The paper introduces Taiyi, a bilingual LLM optimized proactively for an array of biomedical natural language processing (BioNLP) tasks in both English and Chinese. Unlike many fine-tuned biomedical LLMs that focus on specific monolingual tasks such as biomedical question answering, Taiyi is designed to provide superior performance across a variety of multilingual tasks, a proposition significant for advancing NLP capabilities in the biomedical field.

Methodology

The authors implemented a two-stage supervised fine-tuning process to optimize Taiyi for these tasks. Initially, they selected a diverse set of 140 publicly available biomedical datasets, including 102 English and 38 Chinese datasets spanning over 10 task types. This extensive dataset curation underscores the paper’s commitment to a holistic approach in task coverage. Taiyi’s design incorporates a systematic harmonization of task schemas to manage the diverse formatting of the datasets.

In the fine-tuning process, a two-stage strategy is adopted. The first stage focuses on tasks that are not inherently generation-based, and the second stage involves tasks like QA and dialogues that are generation-based. This bifurcation allows Taiyi to specialize first on certain tasks before generalizing across others in the subsequent phase. The model's architecture is grounded on Qwen-7B, a pre-trained Transformer model with approximately 7 billion parameters, chosen for its moderate size and extensive multilingual data coverage.

Results

The performance evaluation benchmarks Taiyi against baseline models and superlative methods in the field, including ChatGPT 3.5. Results illustrate that Taiyi surpasses ChatGPT 3.5 on 11 of 13 assessed datasets, despite trailing behind state-of-the-art processes in tasks like named entity recognition (NER), relation extraction (RE), and text classification (TC) by approximately 9% on average.
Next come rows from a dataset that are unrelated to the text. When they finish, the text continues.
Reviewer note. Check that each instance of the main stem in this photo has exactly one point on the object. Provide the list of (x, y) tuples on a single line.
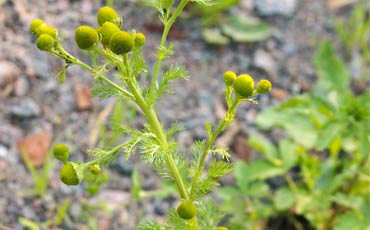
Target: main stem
[(152, 119)]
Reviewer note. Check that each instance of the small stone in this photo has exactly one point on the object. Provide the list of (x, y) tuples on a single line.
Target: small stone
[(25, 108), (265, 61), (21, 87), (285, 8), (36, 147), (83, 96), (9, 134), (8, 72)]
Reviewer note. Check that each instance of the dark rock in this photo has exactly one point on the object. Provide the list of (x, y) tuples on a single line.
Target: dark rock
[(21, 87), (265, 61), (9, 134), (25, 108), (276, 7)]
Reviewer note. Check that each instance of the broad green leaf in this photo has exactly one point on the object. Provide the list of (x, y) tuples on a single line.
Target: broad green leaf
[(258, 189), (328, 133), (256, 170), (264, 147), (284, 199), (351, 220), (348, 201), (288, 153), (213, 36), (298, 125), (245, 29)]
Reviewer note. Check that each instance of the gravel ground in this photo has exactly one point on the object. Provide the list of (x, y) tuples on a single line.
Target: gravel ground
[(32, 103)]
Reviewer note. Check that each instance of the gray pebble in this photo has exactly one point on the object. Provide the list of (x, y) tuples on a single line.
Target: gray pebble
[(285, 8), (265, 61)]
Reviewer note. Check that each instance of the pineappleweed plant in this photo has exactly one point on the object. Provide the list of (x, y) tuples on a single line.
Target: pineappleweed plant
[(115, 50)]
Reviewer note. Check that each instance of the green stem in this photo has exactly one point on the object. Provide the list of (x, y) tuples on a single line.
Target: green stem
[(221, 126), (292, 185), (167, 27), (152, 119), (68, 57)]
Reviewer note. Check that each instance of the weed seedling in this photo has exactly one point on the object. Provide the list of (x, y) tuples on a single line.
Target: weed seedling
[(116, 50)]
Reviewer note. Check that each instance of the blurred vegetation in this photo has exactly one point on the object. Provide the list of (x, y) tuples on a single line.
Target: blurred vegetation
[(317, 177)]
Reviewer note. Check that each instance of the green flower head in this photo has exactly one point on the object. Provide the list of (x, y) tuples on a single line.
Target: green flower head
[(86, 37), (35, 24), (61, 152), (229, 78), (264, 86), (72, 173), (187, 210), (139, 39), (45, 29), (106, 31), (108, 14), (121, 42)]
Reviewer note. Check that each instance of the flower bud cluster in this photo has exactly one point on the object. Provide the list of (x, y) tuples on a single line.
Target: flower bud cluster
[(108, 34), (244, 84)]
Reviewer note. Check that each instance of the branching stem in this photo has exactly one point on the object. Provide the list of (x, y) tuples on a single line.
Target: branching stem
[(167, 27), (221, 126)]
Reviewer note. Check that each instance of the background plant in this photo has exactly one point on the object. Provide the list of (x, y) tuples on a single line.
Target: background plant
[(322, 163), (122, 51)]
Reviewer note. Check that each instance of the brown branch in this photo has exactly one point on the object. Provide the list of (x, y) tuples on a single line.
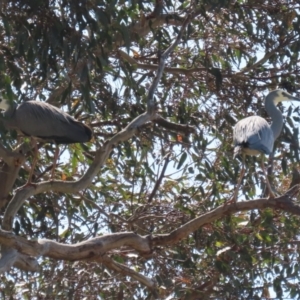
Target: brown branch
[(122, 269), (187, 129), (153, 67), (283, 202), (159, 180), (92, 248)]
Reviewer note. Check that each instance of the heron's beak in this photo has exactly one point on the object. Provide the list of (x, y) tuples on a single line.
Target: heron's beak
[(294, 98)]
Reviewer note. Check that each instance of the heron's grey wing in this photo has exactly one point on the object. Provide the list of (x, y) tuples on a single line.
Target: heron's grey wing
[(254, 133), (48, 122)]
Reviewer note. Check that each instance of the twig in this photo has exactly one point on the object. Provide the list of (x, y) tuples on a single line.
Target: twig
[(158, 182)]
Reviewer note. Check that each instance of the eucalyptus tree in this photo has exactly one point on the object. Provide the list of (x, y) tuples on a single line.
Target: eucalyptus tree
[(140, 211)]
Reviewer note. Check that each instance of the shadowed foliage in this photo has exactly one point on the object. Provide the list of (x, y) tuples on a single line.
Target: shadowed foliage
[(96, 60)]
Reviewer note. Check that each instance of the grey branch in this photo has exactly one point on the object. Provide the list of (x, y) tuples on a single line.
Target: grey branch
[(119, 268), (160, 70)]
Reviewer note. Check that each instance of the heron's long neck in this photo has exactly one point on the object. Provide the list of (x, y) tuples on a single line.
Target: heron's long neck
[(276, 116)]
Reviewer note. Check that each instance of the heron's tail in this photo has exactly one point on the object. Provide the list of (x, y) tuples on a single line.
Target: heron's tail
[(237, 150)]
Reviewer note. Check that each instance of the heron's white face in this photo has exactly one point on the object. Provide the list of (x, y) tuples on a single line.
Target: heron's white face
[(4, 105)]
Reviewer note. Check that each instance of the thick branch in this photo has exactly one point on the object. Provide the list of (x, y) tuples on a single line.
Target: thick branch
[(98, 246), (184, 128), (284, 203), (90, 249)]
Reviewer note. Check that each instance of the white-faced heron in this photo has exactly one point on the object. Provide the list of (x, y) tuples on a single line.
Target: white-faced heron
[(254, 135), (44, 122)]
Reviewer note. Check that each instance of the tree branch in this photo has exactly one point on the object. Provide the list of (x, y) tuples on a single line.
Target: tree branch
[(159, 180), (119, 268), (184, 128), (98, 246), (283, 202), (150, 101)]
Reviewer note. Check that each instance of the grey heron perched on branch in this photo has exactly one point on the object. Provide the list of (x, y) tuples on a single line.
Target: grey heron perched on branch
[(44, 122), (254, 135)]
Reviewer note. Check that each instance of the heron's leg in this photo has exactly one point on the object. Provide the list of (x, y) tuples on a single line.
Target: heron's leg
[(271, 193), (55, 161), (234, 198)]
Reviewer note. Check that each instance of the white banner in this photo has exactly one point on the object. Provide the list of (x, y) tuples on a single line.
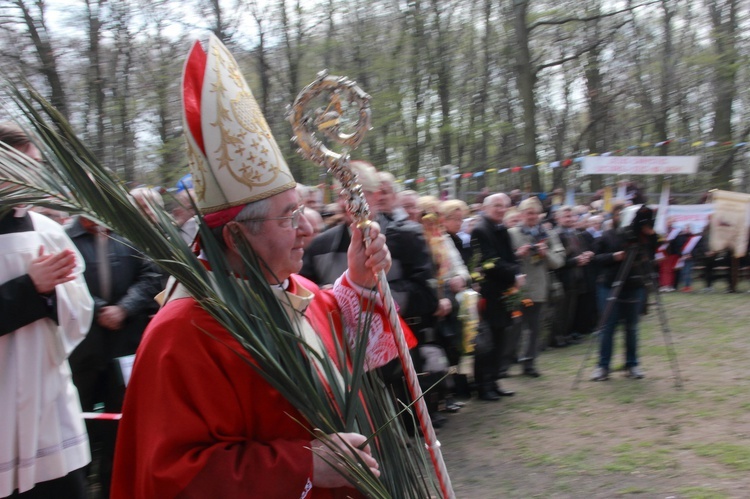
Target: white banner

Taiyi’s bilingual adaptability is highlighted by its promising output in a variety of BioNLP tasks that were not initially included in the model's training phase.

Discussion and Implications

Taiyi demonstrates considerable robustness and flexibility in multilingual BioNLP tasks, suggesting that comprehensive fine-tuning across varied tasks can yield a performance gain in domain-specific contexts. However, the paper also discusses the limitations inherent in LLMs, such as hallucinations and lack of domain knowledge, indicating potential pitfalls in real-world applications like medical diagnosis. The authors advocate for leveraging additional biomedical resources and improved tuning strategies, pointing toward future work involving knowledge integration for enhanced output reliability and interpretability.

Conclusion

Overall, Taiyi offers a significant contribution to the paradigm of fine-tuned LLMs within the biomedical domain. Its development prompts both a deeper understanding of the capabilities of bilingual LLMs in medical applications and an extension beyond monolingual task specialization. While current limitations indicate areas for future improvement, Taiyi's architecture and methodological framework provide a promising foundation for multilingual NLP tasks in biomedical research. Future explorations could focus on addressing existing challenges such as enhancing task-specific interpretability and ensuring safety in medical applications, particularly by integrating biomedical knowledge databases and retrieval technology.